Músicas estimulantes podem ativar o sistema de recompensa do cérebro, liberando dopamina (o famoso “hormônio do prazer”), ajudando a manter o foco e a evitar distrações. Já quem não tem TDAH normalmente não precisa de tanto estímulo, e prefere músicas mais suaves durante tarefas difíceis.

Música para regular o humor

O estudo também investigou se os participantes achavam que a música ajudava na concentração ou no humor. No geral, a maioria disse que sim: que ouvir música os fazia se sentir mais focados e bem emocionalmente — mesmo para quem não tinha sintomas de TDAH.

Curiosamente, mesmo ouvindo música com mais frequência, os jovens com sintomas de TDAH não relataram sentir um efeito mais forte do que os outros. Ou seja, o benefício percebido foi semelhante nos dois grupos.

Mesmo considerando outros fatores, como formação musical e sintomas de ansiedade ou depressão, a diferença entre os grupos continuou clara: os jovens com sintomas de TDAH continuaram relatando maior uso da música, especialmente em atividades simples como se exercitar. Isso sugere que o hábito pode não ser apenas uma forma de lidar com emoções, mas também uma estratégia para manter a atenção e regular o estado de alerta.

Dados baseados em autoavaliação

Claro que o estudo tem algumas limitações. Por exemplo, os dados foram baseados em autoavaliação, o que pode ser influenciado pela memória ou pelo desejo de “responder certo”. E o diagnóstico de TDAH foi feito com base em um questionário de triagem, não em avaliação clínica.

Mesmo assim, o estudo reforça a ideia de que a música pode ser uma aliada real para quem precisa lidar com desafios de atenção e regulação emocional no dia a dia.

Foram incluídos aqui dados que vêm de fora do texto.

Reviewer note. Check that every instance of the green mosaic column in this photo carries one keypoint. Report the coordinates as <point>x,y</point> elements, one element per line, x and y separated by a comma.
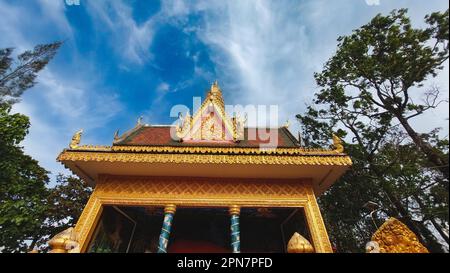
<point>169,211</point>
<point>235,233</point>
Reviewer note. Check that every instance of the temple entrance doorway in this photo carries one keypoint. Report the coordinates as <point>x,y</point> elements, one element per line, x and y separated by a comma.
<point>200,230</point>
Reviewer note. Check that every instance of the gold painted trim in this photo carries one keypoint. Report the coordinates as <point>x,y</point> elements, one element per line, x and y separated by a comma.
<point>203,158</point>
<point>213,150</point>
<point>201,192</point>
<point>316,225</point>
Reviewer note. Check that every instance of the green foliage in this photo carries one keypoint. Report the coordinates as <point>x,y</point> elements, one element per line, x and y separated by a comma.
<point>65,202</point>
<point>365,88</point>
<point>16,76</point>
<point>22,185</point>
<point>30,212</point>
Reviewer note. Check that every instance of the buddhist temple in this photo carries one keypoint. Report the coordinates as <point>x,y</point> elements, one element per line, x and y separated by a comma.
<point>207,184</point>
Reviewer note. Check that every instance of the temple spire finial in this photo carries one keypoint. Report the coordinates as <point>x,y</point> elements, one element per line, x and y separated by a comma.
<point>215,89</point>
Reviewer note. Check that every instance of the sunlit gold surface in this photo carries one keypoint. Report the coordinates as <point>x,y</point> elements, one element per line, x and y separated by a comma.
<point>201,158</point>
<point>395,237</point>
<point>76,139</point>
<point>206,130</point>
<point>299,244</point>
<point>202,192</point>
<point>234,210</point>
<point>65,242</point>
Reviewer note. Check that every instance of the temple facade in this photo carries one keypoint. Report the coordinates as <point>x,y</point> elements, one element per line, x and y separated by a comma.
<point>208,184</point>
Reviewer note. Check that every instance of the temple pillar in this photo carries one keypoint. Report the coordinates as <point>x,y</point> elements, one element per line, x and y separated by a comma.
<point>235,233</point>
<point>169,211</point>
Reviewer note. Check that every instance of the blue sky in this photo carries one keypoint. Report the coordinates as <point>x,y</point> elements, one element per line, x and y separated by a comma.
<point>124,59</point>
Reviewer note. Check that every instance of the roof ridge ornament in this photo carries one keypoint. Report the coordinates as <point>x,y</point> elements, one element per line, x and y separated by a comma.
<point>76,139</point>
<point>338,144</point>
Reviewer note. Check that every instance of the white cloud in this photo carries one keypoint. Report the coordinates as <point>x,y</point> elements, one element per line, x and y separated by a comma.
<point>266,52</point>
<point>62,101</point>
<point>130,39</point>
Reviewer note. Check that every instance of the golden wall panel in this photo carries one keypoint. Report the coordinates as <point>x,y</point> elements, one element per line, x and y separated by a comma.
<point>202,192</point>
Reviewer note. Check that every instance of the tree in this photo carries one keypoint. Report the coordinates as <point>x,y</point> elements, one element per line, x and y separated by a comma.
<point>23,191</point>
<point>22,185</point>
<point>16,76</point>
<point>384,63</point>
<point>65,203</point>
<point>364,88</point>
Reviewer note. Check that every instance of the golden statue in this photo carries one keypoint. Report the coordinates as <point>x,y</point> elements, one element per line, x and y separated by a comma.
<point>65,242</point>
<point>299,244</point>
<point>337,143</point>
<point>395,237</point>
<point>76,139</point>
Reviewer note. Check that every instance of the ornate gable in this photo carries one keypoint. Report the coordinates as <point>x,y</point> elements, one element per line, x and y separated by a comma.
<point>210,123</point>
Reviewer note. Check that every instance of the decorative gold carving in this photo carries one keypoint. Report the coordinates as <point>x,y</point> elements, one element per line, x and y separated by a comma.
<point>76,139</point>
<point>213,99</point>
<point>299,244</point>
<point>179,188</point>
<point>395,237</point>
<point>65,242</point>
<point>337,143</point>
<point>316,225</point>
<point>234,210</point>
<point>202,192</point>
<point>170,208</point>
<point>88,220</point>
<point>213,150</point>
<point>204,158</point>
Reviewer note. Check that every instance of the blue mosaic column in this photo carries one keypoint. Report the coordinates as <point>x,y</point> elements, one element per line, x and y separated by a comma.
<point>235,233</point>
<point>169,211</point>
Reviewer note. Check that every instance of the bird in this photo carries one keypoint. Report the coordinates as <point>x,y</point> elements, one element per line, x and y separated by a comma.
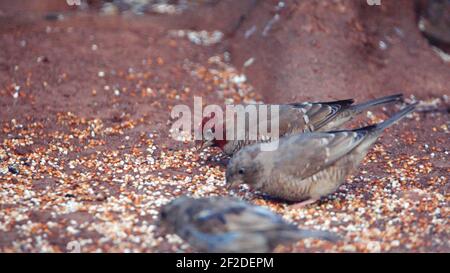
<point>227,224</point>
<point>293,118</point>
<point>306,166</point>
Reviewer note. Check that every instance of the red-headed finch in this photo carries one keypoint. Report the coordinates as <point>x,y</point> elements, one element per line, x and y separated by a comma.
<point>306,166</point>
<point>225,224</point>
<point>292,119</point>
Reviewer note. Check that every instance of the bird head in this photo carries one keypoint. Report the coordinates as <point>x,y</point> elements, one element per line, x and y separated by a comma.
<point>207,128</point>
<point>244,169</point>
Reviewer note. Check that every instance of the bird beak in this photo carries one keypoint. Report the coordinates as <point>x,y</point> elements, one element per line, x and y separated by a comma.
<point>233,186</point>
<point>204,144</point>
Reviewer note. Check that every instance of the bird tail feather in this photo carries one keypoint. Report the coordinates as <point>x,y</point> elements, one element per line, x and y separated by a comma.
<point>390,121</point>
<point>363,106</point>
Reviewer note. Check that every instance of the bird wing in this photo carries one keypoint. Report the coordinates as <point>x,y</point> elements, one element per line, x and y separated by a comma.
<point>306,154</point>
<point>236,216</point>
<point>317,114</point>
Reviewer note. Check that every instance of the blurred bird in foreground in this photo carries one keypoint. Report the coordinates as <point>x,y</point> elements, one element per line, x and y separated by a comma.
<point>225,224</point>
<point>293,118</point>
<point>306,166</point>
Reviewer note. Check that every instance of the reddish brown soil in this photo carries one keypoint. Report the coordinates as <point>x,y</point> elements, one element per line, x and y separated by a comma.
<point>317,51</point>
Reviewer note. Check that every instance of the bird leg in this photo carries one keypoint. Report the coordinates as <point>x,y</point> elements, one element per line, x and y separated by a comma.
<point>303,204</point>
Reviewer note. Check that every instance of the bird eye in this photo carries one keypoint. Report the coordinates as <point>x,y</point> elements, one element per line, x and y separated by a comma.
<point>163,215</point>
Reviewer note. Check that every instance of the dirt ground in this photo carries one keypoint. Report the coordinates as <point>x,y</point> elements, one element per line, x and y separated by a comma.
<point>86,157</point>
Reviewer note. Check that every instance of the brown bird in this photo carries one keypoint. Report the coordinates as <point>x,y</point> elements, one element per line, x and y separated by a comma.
<point>225,224</point>
<point>293,118</point>
<point>306,166</point>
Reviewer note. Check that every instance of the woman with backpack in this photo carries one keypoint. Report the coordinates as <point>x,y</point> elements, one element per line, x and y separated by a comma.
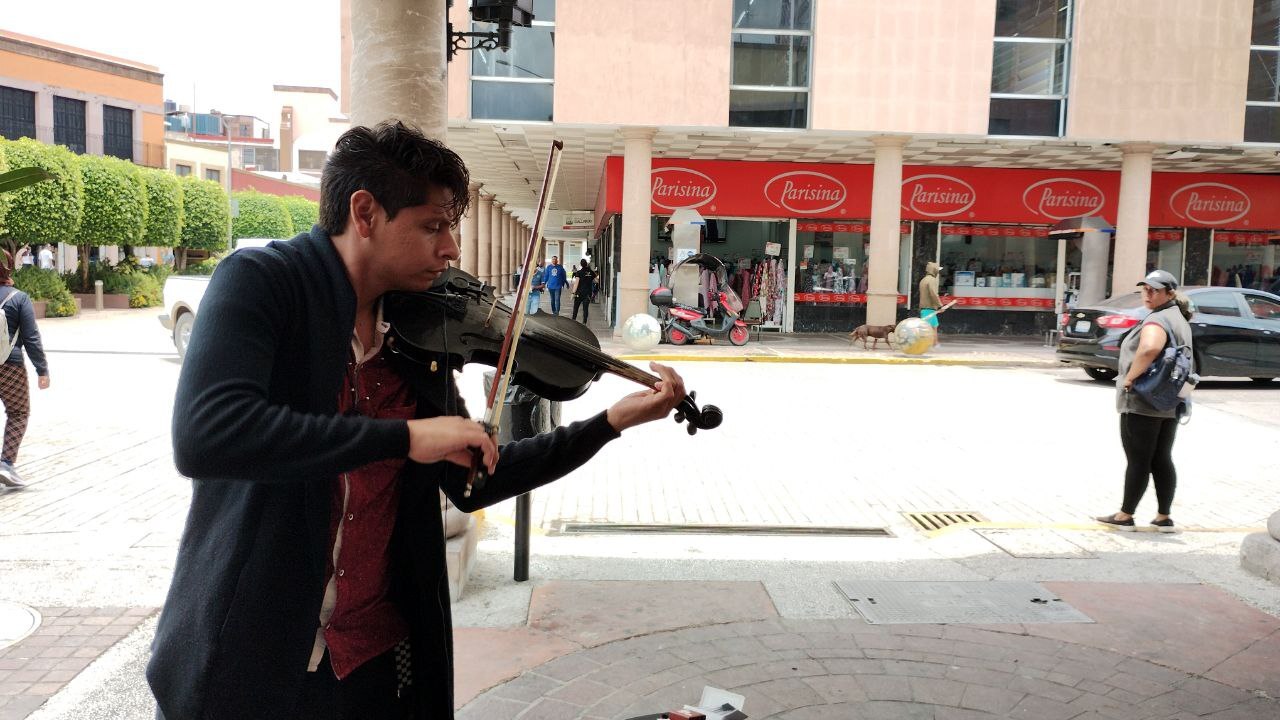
<point>21,333</point>
<point>1146,432</point>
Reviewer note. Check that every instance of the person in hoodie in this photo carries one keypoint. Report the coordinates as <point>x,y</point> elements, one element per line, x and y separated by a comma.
<point>929,297</point>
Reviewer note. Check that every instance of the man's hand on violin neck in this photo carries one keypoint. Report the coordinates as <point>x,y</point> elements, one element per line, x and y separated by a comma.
<point>449,438</point>
<point>648,405</point>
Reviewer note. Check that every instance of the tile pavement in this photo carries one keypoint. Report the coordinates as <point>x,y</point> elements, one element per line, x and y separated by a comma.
<point>67,641</point>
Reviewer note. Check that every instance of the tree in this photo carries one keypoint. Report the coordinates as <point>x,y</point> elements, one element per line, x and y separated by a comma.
<point>305,213</point>
<point>206,215</point>
<point>46,212</point>
<point>261,215</point>
<point>164,209</point>
<point>115,206</point>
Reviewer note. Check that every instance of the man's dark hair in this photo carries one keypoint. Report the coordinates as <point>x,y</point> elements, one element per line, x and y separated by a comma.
<point>397,164</point>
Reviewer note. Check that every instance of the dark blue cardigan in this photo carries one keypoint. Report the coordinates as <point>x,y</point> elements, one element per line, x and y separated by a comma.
<point>255,424</point>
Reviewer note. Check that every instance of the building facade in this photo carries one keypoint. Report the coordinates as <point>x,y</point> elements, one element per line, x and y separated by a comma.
<point>833,147</point>
<point>88,101</point>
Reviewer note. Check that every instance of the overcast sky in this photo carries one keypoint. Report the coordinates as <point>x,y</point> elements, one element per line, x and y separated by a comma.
<point>220,55</point>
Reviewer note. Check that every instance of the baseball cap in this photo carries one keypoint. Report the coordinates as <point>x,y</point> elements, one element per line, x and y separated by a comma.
<point>1160,279</point>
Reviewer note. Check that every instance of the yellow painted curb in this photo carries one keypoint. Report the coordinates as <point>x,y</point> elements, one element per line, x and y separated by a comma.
<point>1083,527</point>
<point>818,359</point>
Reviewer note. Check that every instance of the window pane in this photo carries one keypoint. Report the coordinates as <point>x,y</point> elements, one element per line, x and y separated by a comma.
<point>17,113</point>
<point>544,10</point>
<point>1262,76</point>
<point>772,14</point>
<point>766,109</point>
<point>69,123</point>
<point>531,55</point>
<point>1266,22</point>
<point>1024,117</point>
<point>771,59</point>
<point>1028,68</point>
<point>1261,123</point>
<point>1032,18</point>
<point>511,100</point>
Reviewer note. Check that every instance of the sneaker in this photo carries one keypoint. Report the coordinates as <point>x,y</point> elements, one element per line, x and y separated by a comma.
<point>9,477</point>
<point>1127,525</point>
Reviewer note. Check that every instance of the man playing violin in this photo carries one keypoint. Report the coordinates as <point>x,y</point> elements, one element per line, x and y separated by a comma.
<point>311,579</point>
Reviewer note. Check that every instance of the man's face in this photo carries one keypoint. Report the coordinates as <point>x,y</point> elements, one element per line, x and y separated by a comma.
<point>417,245</point>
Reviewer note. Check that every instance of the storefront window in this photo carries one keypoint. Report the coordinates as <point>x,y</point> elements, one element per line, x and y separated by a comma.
<point>1165,251</point>
<point>1246,259</point>
<point>1002,267</point>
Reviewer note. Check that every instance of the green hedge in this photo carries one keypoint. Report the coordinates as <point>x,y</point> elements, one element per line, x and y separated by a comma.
<point>261,215</point>
<point>46,212</point>
<point>48,286</point>
<point>304,213</point>
<point>206,215</point>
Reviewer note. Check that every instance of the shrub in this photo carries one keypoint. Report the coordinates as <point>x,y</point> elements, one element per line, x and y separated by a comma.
<point>304,213</point>
<point>206,215</point>
<point>46,212</point>
<point>48,286</point>
<point>164,209</point>
<point>261,215</point>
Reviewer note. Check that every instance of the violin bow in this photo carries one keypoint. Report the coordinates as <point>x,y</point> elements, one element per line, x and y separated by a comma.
<point>516,324</point>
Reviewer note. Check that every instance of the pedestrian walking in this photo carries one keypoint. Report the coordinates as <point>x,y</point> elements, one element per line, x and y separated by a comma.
<point>584,286</point>
<point>21,336</point>
<point>1147,433</point>
<point>929,299</point>
<point>311,578</point>
<point>535,288</point>
<point>556,281</point>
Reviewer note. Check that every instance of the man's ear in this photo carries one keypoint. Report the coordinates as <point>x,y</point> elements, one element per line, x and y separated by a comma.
<point>362,212</point>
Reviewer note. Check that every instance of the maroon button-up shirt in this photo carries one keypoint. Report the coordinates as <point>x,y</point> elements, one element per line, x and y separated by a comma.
<point>365,623</point>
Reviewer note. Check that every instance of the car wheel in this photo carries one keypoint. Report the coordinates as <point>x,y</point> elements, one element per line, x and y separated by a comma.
<point>1101,374</point>
<point>182,333</point>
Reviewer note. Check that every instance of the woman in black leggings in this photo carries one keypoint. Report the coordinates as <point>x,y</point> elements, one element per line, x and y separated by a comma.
<point>1146,433</point>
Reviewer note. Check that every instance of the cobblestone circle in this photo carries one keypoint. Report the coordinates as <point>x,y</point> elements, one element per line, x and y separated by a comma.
<point>845,669</point>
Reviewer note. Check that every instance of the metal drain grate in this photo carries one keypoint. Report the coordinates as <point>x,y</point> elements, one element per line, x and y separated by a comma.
<point>717,529</point>
<point>936,520</point>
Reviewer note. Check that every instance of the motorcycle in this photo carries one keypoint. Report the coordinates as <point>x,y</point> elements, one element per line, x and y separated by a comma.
<point>682,324</point>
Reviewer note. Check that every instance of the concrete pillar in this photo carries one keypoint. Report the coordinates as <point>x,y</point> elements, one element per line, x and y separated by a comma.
<point>886,231</point>
<point>490,268</point>
<point>484,237</point>
<point>1133,218</point>
<point>470,231</point>
<point>398,63</point>
<point>636,204</point>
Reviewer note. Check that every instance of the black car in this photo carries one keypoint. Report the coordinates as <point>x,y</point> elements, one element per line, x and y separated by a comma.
<point>1235,332</point>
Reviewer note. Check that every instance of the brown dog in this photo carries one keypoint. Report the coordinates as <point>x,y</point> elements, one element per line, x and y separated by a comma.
<point>874,332</point>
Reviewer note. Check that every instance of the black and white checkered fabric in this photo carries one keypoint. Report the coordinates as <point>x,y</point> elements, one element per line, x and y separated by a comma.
<point>403,668</point>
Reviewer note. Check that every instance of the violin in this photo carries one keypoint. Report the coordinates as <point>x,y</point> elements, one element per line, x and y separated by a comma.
<point>557,358</point>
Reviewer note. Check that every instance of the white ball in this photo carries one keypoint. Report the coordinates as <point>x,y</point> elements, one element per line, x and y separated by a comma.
<point>641,332</point>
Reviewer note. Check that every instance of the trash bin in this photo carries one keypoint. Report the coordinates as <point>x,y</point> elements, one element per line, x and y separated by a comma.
<point>525,415</point>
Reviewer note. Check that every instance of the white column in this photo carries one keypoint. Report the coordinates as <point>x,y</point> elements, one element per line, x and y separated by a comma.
<point>886,226</point>
<point>398,63</point>
<point>470,231</point>
<point>636,204</point>
<point>1133,218</point>
<point>496,253</point>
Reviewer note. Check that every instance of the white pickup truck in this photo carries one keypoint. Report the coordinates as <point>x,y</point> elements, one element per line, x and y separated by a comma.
<point>182,295</point>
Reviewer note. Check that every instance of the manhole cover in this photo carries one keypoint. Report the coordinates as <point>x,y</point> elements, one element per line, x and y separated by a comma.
<point>956,602</point>
<point>938,519</point>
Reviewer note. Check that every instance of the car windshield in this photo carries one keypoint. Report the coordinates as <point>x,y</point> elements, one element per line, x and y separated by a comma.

Estratégias personalizadas

O grupo de pesquisa já lançou uma nova pesquisa voltada para adolescentes de 12 a 17 anos, para entender como eles usam música em suas rotinas.

Eles também querem, no futuro, investigar como diferentes características da música — como o ritmo, a letra ou a familiaridade com a canção — influenciam a atenção e o humor em tempo real. A ideia é desenvolver estratégias musicais personalizadas para apoiar quem tem dificuldades de concentração, seja na escola ou no trabalho.

No fim das contas, o estudo confirma algo que muita gente já sente na prática: ouvir música não é só um prazer — isso pode influenciar diretamente como lidamos com atenção, motivação e emoções no dia a dia.